Warm Springs, Va., May 5, 1861.
The war spirit is rife here.
A Cavalry company of some 70 strong, under Capt. Richards, has been ready twice to depart, but both times has been disappointed, very much to their mortification.
As the Cavalry is rather overdone in Virginia, I wish this company were one of rifles, because nearly every man in it is a crack shot with that weapon.
We had a drilling of officers yesterday, by Col.--. The officers were exercised with diligence for several hours.

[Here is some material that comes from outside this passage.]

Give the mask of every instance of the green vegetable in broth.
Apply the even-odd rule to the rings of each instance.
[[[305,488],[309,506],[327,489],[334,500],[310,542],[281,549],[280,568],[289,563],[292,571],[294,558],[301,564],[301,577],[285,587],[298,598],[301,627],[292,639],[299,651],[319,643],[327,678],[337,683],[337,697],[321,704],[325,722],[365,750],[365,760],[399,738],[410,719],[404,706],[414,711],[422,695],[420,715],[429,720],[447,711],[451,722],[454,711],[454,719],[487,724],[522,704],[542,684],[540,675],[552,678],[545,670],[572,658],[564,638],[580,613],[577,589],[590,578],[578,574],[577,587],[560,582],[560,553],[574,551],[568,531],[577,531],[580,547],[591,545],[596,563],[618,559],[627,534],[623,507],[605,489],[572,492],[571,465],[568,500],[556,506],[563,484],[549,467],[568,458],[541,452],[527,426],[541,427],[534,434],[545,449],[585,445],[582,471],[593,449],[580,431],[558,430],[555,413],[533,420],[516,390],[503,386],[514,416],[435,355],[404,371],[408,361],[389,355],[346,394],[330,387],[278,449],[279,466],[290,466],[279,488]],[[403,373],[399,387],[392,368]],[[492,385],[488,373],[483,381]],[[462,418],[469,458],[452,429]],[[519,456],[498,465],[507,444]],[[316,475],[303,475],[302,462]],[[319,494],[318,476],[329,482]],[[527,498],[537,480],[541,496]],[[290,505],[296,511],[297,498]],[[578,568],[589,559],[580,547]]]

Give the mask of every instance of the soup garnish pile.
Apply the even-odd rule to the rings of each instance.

The venerable William McClintick, one of the oldest citizens of Bath, a county so famed for its longevity, was present, and, as he knows much of military tactics, he showed much interest in the manŒuvres, and frequently assisted in explaining them.
He is one of the wisest and best informed men in the country.
He is deeply enlisted in the pending struggle, and speaks with the utmost confidence of the result.
He believes firmly in the Southern men, and knows they never can be conquered.
Bath will send a strong force to the war. Her men are among the stoutest and most hardy in the mountains, and are all anxiety to take a hand in defending the soil of their native State from the brutal invaders now threatening her.
The West is true as steel.
The Pan Handle may be a ‘"looker-on;"’ but even that indifferent string of country may yet be warmed up to a proper sense of its allegiance. C.